# Blanck Mortuary 2020



## Sblanck (Sep 13, 2007)

I only did a cemetery this year. 
I still have to set out my candles and fog machines and I will video that and post later on this thread.

Day:




Night:


----------



## RoxyBlue (Oct 6, 2008)

Your graveyard display is absolutely beautiful. It has such a coherent look and feel to it. Love the fencing and that hearse is da bomb!


----------



## Sblanck (Sep 13, 2007)

Roxy, 

Thanks so much for the comments. I love my carriage as its easy to store since it breaks down to 2'-0" x 10'-0". but I still miss having a full sized one that rolls.


----------



## Hairazor (Mar 13, 2012)

You have an impressive collection of stones, well done


----------



## Sblanck (Sep 13, 2007)

Thanks!

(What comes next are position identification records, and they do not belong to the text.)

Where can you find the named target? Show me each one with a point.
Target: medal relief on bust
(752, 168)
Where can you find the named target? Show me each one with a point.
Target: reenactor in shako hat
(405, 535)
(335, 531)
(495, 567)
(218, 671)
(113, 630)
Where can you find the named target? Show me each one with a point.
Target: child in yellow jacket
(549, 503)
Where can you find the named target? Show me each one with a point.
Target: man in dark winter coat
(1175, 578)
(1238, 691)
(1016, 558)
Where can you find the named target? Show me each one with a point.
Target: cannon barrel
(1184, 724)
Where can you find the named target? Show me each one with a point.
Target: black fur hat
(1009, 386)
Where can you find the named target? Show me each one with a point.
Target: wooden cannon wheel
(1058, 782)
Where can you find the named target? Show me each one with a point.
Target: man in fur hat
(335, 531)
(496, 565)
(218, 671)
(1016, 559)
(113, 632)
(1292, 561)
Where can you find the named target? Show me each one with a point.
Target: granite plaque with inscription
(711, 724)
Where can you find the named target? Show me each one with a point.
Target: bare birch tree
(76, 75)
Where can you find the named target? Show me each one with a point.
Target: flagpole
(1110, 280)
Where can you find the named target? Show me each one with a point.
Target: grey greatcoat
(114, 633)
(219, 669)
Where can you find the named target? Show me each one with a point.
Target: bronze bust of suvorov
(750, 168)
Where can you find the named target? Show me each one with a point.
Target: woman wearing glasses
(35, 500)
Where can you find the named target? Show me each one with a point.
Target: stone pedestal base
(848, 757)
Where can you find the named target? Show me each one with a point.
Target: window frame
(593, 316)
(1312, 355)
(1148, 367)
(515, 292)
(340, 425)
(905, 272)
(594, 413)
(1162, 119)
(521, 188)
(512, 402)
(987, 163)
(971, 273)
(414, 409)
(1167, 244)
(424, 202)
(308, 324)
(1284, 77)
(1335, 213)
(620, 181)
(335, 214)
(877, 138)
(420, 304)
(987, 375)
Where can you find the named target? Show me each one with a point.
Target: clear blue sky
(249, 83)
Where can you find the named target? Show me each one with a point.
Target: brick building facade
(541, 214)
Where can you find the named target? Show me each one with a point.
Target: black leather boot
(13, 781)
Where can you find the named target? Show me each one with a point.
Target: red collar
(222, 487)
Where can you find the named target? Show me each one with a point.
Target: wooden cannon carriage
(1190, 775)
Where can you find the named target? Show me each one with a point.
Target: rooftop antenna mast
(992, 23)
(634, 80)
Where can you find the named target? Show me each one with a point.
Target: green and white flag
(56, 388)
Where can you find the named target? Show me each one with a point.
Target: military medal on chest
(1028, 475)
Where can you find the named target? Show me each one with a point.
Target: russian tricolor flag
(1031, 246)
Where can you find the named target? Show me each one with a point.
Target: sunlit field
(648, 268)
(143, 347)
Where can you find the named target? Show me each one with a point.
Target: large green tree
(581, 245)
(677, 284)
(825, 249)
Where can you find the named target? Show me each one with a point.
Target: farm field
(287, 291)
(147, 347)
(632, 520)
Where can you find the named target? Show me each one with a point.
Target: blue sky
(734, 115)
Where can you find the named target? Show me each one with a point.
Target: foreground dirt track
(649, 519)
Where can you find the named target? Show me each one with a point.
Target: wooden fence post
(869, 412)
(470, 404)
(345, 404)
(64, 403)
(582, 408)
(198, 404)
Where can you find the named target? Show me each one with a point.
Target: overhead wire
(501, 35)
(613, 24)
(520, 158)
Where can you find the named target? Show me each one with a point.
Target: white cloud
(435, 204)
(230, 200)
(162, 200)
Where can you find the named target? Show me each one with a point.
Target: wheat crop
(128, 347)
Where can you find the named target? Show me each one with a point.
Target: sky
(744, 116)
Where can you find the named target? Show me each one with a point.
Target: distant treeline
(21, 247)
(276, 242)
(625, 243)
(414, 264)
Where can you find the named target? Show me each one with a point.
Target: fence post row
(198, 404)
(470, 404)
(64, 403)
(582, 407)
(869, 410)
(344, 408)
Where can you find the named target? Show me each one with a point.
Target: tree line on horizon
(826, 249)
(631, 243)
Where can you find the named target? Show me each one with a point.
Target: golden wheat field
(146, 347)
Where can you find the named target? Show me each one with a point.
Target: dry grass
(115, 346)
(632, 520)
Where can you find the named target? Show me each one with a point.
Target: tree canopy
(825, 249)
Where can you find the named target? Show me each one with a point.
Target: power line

The stones except for about 4 our Disney Imagineers who designed the Disneyland Haunted mansion.


----------



## Sblanck (Sep 13, 2007)

Halloween 2020 video


----------



## Greg G (Nov 4, 2012)

Excellent. Everything works together, the mist, the lighting, the very realistic detailed tombstones, the sound effects, the moving skelly, the carriage.


----------



## Sblanck (Sep 13, 2007)

Greg G said:


> Excellent. Everything works together, the mist, the lighting, the very realistic detailed tombstones, the sound effects, the moving skelly, the carriage.


Thanks so much!!


----------